Green Climate Fund to back energy “paradigm shift” - director

The Green Climate Fund will invest in energy projects that shift away from “business as usual” and have a significant impact on curbing climate change, its executive director has said.

“I think there is genuine appetite to really move the boundaries, and move into those areas that have so far not been the mainstream of investments in terms of technologies,” Héla Cheikhrouhou told the Thomson Reuters Foundation.

Her comments come after environmental, indigenous and development groups sent a letter last week asking the fledgling Green Climate Fund (GCF) to adopt an explicit policy that its funds will not be used directly or indirectly for financing fossil fuel or other polluting energy initiatives.

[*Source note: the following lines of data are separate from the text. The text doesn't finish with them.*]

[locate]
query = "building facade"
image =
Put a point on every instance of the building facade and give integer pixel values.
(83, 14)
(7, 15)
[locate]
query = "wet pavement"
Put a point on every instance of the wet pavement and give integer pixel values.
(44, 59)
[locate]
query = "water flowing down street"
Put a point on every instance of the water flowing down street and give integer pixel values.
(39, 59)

That request came in the wake of revelations that Japan had lent around $1 billion of its early climate finance to construct three coal-fired power plants in Indonesia.

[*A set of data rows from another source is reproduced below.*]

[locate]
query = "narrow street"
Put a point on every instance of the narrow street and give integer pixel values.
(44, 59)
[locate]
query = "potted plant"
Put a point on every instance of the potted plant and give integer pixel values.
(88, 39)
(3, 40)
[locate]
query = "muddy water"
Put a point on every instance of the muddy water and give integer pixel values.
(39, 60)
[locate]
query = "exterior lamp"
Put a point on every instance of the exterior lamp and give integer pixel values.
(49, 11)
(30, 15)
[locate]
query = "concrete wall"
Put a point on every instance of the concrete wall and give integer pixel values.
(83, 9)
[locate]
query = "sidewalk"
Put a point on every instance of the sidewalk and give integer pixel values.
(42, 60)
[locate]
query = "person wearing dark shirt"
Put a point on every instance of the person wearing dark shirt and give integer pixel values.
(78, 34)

“We cannot allow the fossil fuel industry, whose products are the main cause of climate change, to take the limited funds intended for responding to the devastating impacts of climate change,” Samantha Smith, leader of WWF’s climate and energy initiative, said in a statement on the letter.

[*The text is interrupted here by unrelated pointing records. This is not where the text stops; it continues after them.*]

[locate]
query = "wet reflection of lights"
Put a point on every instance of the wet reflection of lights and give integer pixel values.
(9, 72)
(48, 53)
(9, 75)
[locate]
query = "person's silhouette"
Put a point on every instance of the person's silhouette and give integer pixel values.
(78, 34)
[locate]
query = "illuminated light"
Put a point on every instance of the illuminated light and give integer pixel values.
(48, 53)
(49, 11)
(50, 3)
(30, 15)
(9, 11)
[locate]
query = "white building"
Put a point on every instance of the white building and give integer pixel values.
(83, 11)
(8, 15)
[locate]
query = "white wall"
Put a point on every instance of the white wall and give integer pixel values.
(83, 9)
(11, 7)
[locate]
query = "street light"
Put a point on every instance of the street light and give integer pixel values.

“Renewable energy must be prioritised in the distribution of climate funding and fossil fuels excluded,” she added.

Cheikhrouhou said the Green Climate Fund’s board had identified three areas of focus in energy technology: clean energy solutions, efficient cities and industries, and clean transport.

“In those three result areas…there is a clear wish to sharply move away from business as usual,” she said in an interview on the sidelines of UN climate talks in Lima.

The fund - which won additional donor pledges on Tuesday, lifting total contributions above an informal target of $10 billion - will allocate resources to help poorer countries adopt greener energy systems and deal with the impacts of climate change according to six criteria, its head said.

Within those, “they need to prove to us that this is something that promotes a paradigm shift, and that its climate impact is quite significant,” she added.

Cheaper to invest now

Cheikhrouhou did not say whether the GCF would draw up a list of things it will not fund, as civil society groups called for in their letter.

But once project proposals begin to come in next year, the fund will compare them “and see which ones are really moving us away from the unsustainable path we are on,” she said.

She urged developing countries that have not already done so to designate a national authority or focal point to work with the fund. Just over half - 70 states - have taken this step, and 27 of them have requested support to get ready and access money.

“I think it will require quite a bit of handholding to the countries, to the institutions, so they internalise our rules and how we work, and what we can finance,” she said. Besides helping developing countries pursue low-carbon growth, the GCF aims to allocate half of its resources over time to projects that help poor communities adapt to more extreme weather and rising seas.

The fund’s board hopes to approve a “sample” of projects and programmes by the time of the U.N. next major climate conference in a year’s time in Paris, where governments are due to agree a new global deal on climate change, Cheikhrouhou said.

Money will start flowing to projects on the ground in 2016, she added.

She urged more countries, including developing nations, to join the 24 that have contributed so far to the fund.

“The data is there…it’s much cheaper to invest now than years from now” to deal with climate change, she said.